Man merkt, dass sich Eva Maria Müller viel mit Ideen zur Verbesserung der Pflege auseinandergesetzt hat. Sie wirkt routiniert und sicher, wenn sie ihre Argumente für ihre Vision vorbringt. Aber was sind eigentlich die Hürden dafür? "Fehlende staatliche Unterstützung," kommt es wie aus der Pistole geschossen.
Mit ihrem Verein hat sie schon vor vier Jahren eine Online-Sprechstunde für ein Altenheim eingerichtet, damit sowohl Pflegekräfte als auch Bewohner unkomplizierter mit Ärzten sprechen können. Es besteht hier sogar die Möglichkeit zum Einrichten einer Schnittstelle zwischen Pflegeakten, Ärzten und Angehörigen. "Aber die Schnittstelle hätte damals 30.000 Euro gekostet. Hätten das etwa die Bewohner zahlen sollen?"

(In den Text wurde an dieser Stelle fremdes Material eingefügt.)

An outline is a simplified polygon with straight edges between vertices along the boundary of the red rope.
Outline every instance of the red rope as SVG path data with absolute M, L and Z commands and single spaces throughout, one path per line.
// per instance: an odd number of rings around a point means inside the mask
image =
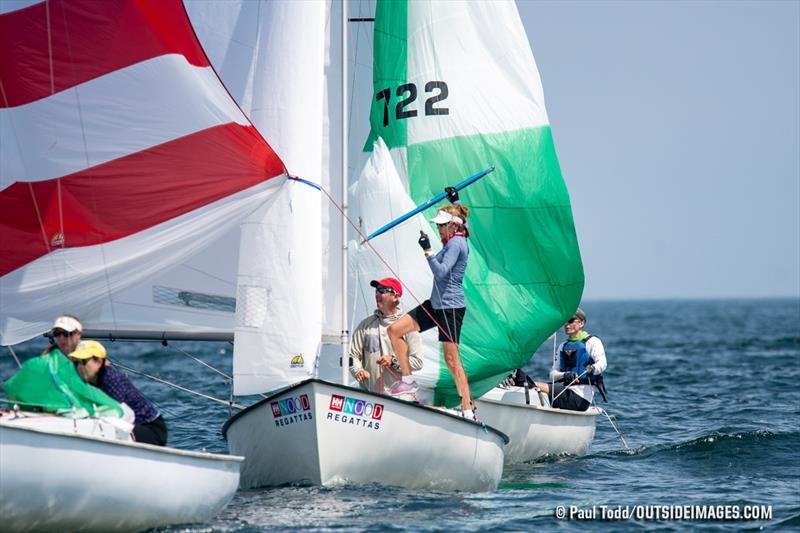
M 325 189 L 325 187 L 323 187 L 322 185 L 320 185 L 320 184 L 318 184 L 318 183 L 314 183 L 314 182 L 313 182 L 313 181 L 311 181 L 311 180 L 307 180 L 307 179 L 305 179 L 305 178 L 298 178 L 297 176 L 292 176 L 292 175 L 291 175 L 291 174 L 289 174 L 288 172 L 286 173 L 286 175 L 287 175 L 287 176 L 289 176 L 290 178 L 294 178 L 294 179 L 299 179 L 299 180 L 307 181 L 309 184 L 313 185 L 314 187 L 317 187 L 317 188 L 319 188 L 319 190 L 320 190 L 320 191 L 322 191 L 322 192 L 323 192 L 323 194 L 325 194 L 325 196 L 327 196 L 327 197 L 328 197 L 328 200 L 329 200 L 329 201 L 330 201 L 330 202 L 331 202 L 331 203 L 334 205 L 334 207 L 336 207 L 336 209 L 339 211 L 339 213 L 340 213 L 340 214 L 341 214 L 341 215 L 344 217 L 344 219 L 347 221 L 347 223 L 348 223 L 348 224 L 350 224 L 350 227 L 352 227 L 352 228 L 355 230 L 355 232 L 358 234 L 358 236 L 359 236 L 359 237 L 361 237 L 361 240 L 362 240 L 362 241 L 366 241 L 366 242 L 364 242 L 363 244 L 367 244 L 367 245 L 369 246 L 370 250 L 372 250 L 372 253 L 374 253 L 374 254 L 375 254 L 375 256 L 376 256 L 378 259 L 380 259 L 380 260 L 381 260 L 381 263 L 383 263 L 384 265 L 386 265 L 386 268 L 387 268 L 387 269 L 389 269 L 389 272 L 391 272 L 391 273 L 392 273 L 392 275 L 393 275 L 395 278 L 397 278 L 397 280 L 398 280 L 398 281 L 400 281 L 400 283 L 403 285 L 403 287 L 405 287 L 405 289 L 406 289 L 406 292 L 408 292 L 408 293 L 411 295 L 411 298 L 413 298 L 413 299 L 414 299 L 414 301 L 415 301 L 415 302 L 417 302 L 417 305 L 418 305 L 418 306 L 420 306 L 420 307 L 422 308 L 422 310 L 423 310 L 423 311 L 425 311 L 425 314 L 426 314 L 426 315 L 428 315 L 428 316 L 430 317 L 430 319 L 433 321 L 433 323 L 434 323 L 434 324 L 436 324 L 436 327 L 437 327 L 437 328 L 438 328 L 438 329 L 439 329 L 439 330 L 440 330 L 442 333 L 444 333 L 445 337 L 447 337 L 447 339 L 448 339 L 448 340 L 449 340 L 451 343 L 453 343 L 453 344 L 455 344 L 455 345 L 456 345 L 456 352 L 458 353 L 458 362 L 461 364 L 461 368 L 462 368 L 462 370 L 464 370 L 464 360 L 461 358 L 461 349 L 459 348 L 459 346 L 458 346 L 458 343 L 456 343 L 456 342 L 453 340 L 453 338 L 450 336 L 450 333 L 448 333 L 448 332 L 447 332 L 447 331 L 446 331 L 446 330 L 445 330 L 445 329 L 442 327 L 442 325 L 441 325 L 441 324 L 439 324 L 439 322 L 436 320 L 436 318 L 435 318 L 435 317 L 434 317 L 434 316 L 433 316 L 433 315 L 432 315 L 432 314 L 431 314 L 431 313 L 430 313 L 430 312 L 429 312 L 427 309 L 425 309 L 425 307 L 422 307 L 422 302 L 420 302 L 420 301 L 419 301 L 419 298 L 417 298 L 417 296 L 416 296 L 416 295 L 414 294 L 414 292 L 413 292 L 413 291 L 412 291 L 412 290 L 411 290 L 411 289 L 408 287 L 408 285 L 406 285 L 405 283 L 403 283 L 403 280 L 402 280 L 402 279 L 400 279 L 400 276 L 397 274 L 397 272 L 395 272 L 395 271 L 394 271 L 394 269 L 391 267 L 391 265 L 389 265 L 389 263 L 386 261 L 386 259 L 384 259 L 384 257 L 383 257 L 383 256 L 382 256 L 380 253 L 378 253 L 378 250 L 376 250 L 376 249 L 375 249 L 375 247 L 374 247 L 374 246 L 372 246 L 372 242 L 370 242 L 370 241 L 367 241 L 367 240 L 366 240 L 366 237 L 364 236 L 364 234 L 363 234 L 363 233 L 361 233 L 361 230 L 359 230 L 359 229 L 358 229 L 358 226 L 356 226 L 356 224 L 355 224 L 355 223 L 354 223 L 352 220 L 350 220 L 350 217 L 348 217 L 348 216 L 347 216 L 347 213 L 345 213 L 345 212 L 344 212 L 344 209 L 342 209 L 342 207 L 341 207 L 341 206 L 340 206 L 340 205 L 339 205 L 339 204 L 336 202 L 336 200 L 334 200 L 333 196 L 331 196 L 331 195 L 330 195 L 330 193 L 327 191 L 327 189 Z M 346 191 L 345 191 L 345 194 L 346 194 Z M 467 375 L 467 371 L 466 371 L 466 370 L 464 370 L 464 376 L 466 376 L 466 375 Z M 453 383 L 454 383 L 454 384 L 455 384 L 455 380 L 456 380 L 456 377 L 455 377 L 455 375 L 454 375 L 454 376 L 453 376 Z M 456 387 L 456 388 L 457 388 L 457 387 Z M 469 386 L 469 379 L 467 379 L 467 392 L 469 393 L 469 400 L 470 400 L 470 403 L 472 403 L 472 388 Z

Es brauche aber nicht nur Geld, die Pandemie habe die Zustände im Pflegebereich wieder verschlechtert. Und die waren, Müllers Meinung nach, schon vorher nicht progressiv. Es brauche eine echte Reform, die sowohl die Digitalisierung als auch die Generation Y in den Blick nimmt. Ihre Augen blitzen: "Wir müssen raus aus dem 19. Jahrhundert und rein ins 21."